Tak terlalu masalah sebenarnya menjadikan tempat-tempat yang bersinggungan dengan simbol agama sebagai tujuan wisata. Toh, Bali berhasil membangun citra seribu pura beserta dengan segala aktivitas ritual didalamnya. Keberadaan turis tak mengganggu aktivitas sembahyang mereka. Atau lihat juga fenomena Pesantren Daarut Taauhid Gegerkalong Bandung yang kini telah disulap menjadi tujuan wisata baru. Dan Aa’ Gym sebagai tokohnya mampu menjadi ikon wisata religius ini.
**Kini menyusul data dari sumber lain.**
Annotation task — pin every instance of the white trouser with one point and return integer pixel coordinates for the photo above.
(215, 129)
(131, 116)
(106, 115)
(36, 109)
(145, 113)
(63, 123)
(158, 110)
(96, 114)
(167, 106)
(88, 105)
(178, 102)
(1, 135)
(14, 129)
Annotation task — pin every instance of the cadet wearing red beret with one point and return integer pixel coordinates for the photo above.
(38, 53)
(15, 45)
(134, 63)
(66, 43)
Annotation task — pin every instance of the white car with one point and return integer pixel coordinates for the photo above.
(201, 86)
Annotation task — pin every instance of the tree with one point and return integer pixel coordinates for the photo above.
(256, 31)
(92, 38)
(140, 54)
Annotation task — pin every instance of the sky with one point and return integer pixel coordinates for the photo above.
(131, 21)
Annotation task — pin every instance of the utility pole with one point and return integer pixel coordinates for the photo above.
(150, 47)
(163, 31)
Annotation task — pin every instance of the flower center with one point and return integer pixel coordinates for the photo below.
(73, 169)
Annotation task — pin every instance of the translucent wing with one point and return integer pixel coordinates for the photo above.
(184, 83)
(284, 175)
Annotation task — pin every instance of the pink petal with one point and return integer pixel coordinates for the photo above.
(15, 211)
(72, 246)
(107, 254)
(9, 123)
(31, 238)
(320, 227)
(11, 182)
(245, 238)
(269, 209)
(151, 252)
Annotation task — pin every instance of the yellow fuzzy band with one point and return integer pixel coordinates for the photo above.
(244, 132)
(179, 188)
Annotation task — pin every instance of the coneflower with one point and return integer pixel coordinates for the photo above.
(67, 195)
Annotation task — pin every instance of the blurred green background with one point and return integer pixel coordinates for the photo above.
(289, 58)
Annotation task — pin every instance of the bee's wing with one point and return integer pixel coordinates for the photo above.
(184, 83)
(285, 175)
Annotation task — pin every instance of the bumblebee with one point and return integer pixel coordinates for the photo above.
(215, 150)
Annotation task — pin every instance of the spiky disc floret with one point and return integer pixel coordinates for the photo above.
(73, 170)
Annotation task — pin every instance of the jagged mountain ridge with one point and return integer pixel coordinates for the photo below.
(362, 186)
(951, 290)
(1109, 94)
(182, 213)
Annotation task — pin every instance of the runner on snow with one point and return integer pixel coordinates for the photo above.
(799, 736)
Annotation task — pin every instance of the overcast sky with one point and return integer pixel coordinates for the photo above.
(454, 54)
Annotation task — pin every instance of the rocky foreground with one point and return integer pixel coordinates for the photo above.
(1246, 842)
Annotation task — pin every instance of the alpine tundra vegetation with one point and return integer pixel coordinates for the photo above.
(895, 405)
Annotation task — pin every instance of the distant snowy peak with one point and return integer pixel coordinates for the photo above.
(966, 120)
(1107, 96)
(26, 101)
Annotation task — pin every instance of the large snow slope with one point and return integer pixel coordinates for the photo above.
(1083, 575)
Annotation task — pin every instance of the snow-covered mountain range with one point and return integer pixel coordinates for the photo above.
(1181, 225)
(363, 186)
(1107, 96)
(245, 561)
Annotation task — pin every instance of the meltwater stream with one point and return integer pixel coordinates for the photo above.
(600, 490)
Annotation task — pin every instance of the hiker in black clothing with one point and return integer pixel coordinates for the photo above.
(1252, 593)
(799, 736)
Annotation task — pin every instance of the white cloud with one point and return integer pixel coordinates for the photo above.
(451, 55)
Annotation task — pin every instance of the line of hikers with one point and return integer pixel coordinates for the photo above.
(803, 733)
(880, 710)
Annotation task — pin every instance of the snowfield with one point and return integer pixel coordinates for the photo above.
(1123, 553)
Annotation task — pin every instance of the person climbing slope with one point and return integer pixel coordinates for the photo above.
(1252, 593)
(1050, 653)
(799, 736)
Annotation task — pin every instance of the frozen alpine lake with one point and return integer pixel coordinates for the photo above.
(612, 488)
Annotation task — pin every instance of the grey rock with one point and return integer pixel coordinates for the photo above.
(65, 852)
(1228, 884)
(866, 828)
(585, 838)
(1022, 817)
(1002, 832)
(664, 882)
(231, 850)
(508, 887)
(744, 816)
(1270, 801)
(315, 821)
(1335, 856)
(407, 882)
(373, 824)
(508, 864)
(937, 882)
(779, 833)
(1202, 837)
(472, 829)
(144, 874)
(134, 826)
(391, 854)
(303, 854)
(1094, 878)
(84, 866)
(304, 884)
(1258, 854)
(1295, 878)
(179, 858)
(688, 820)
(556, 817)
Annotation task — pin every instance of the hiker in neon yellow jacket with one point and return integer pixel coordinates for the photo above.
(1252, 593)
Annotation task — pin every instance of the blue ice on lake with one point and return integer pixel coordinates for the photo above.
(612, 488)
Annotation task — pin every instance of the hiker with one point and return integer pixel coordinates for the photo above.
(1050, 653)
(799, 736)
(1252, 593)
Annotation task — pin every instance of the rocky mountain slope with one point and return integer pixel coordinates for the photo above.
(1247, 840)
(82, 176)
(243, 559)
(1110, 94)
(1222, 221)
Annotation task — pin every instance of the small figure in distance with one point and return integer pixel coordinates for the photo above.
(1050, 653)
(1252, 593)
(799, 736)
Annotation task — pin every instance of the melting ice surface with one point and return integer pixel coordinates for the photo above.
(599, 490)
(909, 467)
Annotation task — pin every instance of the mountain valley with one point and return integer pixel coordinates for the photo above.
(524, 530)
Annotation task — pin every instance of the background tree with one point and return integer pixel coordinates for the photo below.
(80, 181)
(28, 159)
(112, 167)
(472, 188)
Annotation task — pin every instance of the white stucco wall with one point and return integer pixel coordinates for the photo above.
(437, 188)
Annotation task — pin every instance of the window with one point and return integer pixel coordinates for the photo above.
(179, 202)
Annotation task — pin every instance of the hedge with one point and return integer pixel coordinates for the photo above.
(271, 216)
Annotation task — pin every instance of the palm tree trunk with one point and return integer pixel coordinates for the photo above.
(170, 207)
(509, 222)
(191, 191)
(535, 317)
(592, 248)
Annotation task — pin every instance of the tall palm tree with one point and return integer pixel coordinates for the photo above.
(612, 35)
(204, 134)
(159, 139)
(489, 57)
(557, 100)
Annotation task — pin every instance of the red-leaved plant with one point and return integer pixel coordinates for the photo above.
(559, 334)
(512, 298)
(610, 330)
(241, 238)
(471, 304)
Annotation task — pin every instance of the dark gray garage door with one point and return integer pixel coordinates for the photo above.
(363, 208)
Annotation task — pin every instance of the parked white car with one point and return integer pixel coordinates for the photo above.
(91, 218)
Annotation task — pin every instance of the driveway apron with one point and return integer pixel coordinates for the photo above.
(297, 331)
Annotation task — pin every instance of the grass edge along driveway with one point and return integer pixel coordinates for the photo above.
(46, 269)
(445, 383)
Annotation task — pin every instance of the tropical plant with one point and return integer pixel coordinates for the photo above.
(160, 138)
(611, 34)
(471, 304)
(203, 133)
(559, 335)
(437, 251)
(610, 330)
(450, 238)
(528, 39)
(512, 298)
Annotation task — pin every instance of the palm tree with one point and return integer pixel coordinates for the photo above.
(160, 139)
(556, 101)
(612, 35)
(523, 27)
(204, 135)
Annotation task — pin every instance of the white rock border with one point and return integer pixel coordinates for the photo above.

Jangan heran bila merchandise yang bergambar Aa Gym, mulai poster hingga foto olahan photoshop bersama keluarga Aa’ pun laku dijual.
Meski berlabel religius, pengunjung memang tak diharuskan memiliki pengalaman-pengalaman mistik setelah mengikuti wisata ini. Karena pada dasarnya tujuan mereka datang adalah untuk piknik. Jalan-jalan. Dan bersenang-senang. (Makanya jangan heran bila sutau saat anda berziarah ke makam wali, menyaksikan pengunjung yang bangga bial dipotret dengan latar makam wali).
Kalau disuruh memilih, jenis wisata apa yang cocok dikembangkan di Indonesia. Boleh deh memilih wisata maksiat atau wisata religius. Hidup adalah pilihan, apalagi kalau pilihan itu memang benar-benar ada dan dekat dengan keseharian kita.
Basi nggak sich bila saat ini kita masih menanyakan hal ini?

*)temukan juga tulisan ini di Majalah Mahasiswa FD IAIN Semarang ”MISSI”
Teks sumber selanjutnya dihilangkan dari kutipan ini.